In [20]:
import numpy as np # linear algebra
import math
import nltk
from nltk.corpus import wordnet as wn
from nltk import word_tokenize
from scipy import spatial
from nltk.metrics import edit_distance
from collections import defaultdict 
import json
import jsonpickle 

import re

In [21]:
nltk.download('stopwords')  
nltk.download('punkt')
nltk.download('averaged_perceptron_tagger')
nltk.download('wordnet')

[nltk_data] Downloading package stopwords to /home/holmes/nltk_data...
[nltk_data]   Package stopwords is already up-to-date!
[nltk_data] Downloading package punkt to /home/holmes/nltk_data...
[nltk_data]   Package punkt is already up-to-date!
[nltk_data] Downloading package averaged_perceptron_tagger to
[nltk_data]     /home/holmes/nltk_data...
[nltk_data]   Package averaged_perceptron_tagger is already up-to-
[nltk_data]       date!
[nltk_data] Downloading package wordnet to /home/holmes/nltk_data...
[nltk_data]   Package wordnet is already up-to-date!


True

In [22]:
def tokenize(q1, q2):
    """
        q1 and q2 are sentences/questions. Function returns a list of tokens for both.
    """
    return word_tokenize(q1), word_tokenize(q2)


def posTag(q1, q2):
    """
        q1 and q2 are lists. Function returns a list of POS tagged tokens for both.
    """
    return nltk.pos_tag(q1), nltk.pos_tag(q2)

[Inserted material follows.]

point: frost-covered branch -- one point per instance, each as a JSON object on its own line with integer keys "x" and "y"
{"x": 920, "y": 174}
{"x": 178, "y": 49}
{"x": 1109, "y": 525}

def stemmer(tag_q1, tag_q2):
    """
        tag_q = tagged lists. Function returns a stemmed list.
    """

    stem_q1 = []
    stem_q2 = []

    for token in tag_q1:
        stem_q1.append(stem(token))

    for token in tag_q2:
        stem_q2.append(stem(token))

    return stem_q1, stem_q2



In [23]:
class Lesk(object):

    def __init__(self, sentence):
        self.sentence = sentence
        self.meanings = {}
        for word in sentence:
            self.meanings[word] = ''

    def getSenses(self, word):
        # print word
        return wn.synsets(word.lower())

    def getGloss(self, senses):

        gloss = {}

        for sense in senses:
            gloss[sense.name()] = []

        for sense in senses:
            gloss[sense.name()] += word_tokenize(sense.definition())

        return gloss

    def getAll(self, word):
        senses = self.getSenses(word)

        if senses == []:
            return {word.lower(): senses}

        return self.getGloss(senses)

    def Score(self, set1, set2):
        # Base
        overlap = 0

        # Step
        for word in set1:
            if word in set2:
                overlap += 1

        return overlap

    def overlapScore(self, word1, word2):

        gloss_set1 = self.getAll(word1)
        if self.meanings[word2] == '':
            gloss_set2 = self.getAll(word2)
        else:
            # print 'here'
            gloss_set2 = self.getGloss([wn.synset(self.meanings[word2])])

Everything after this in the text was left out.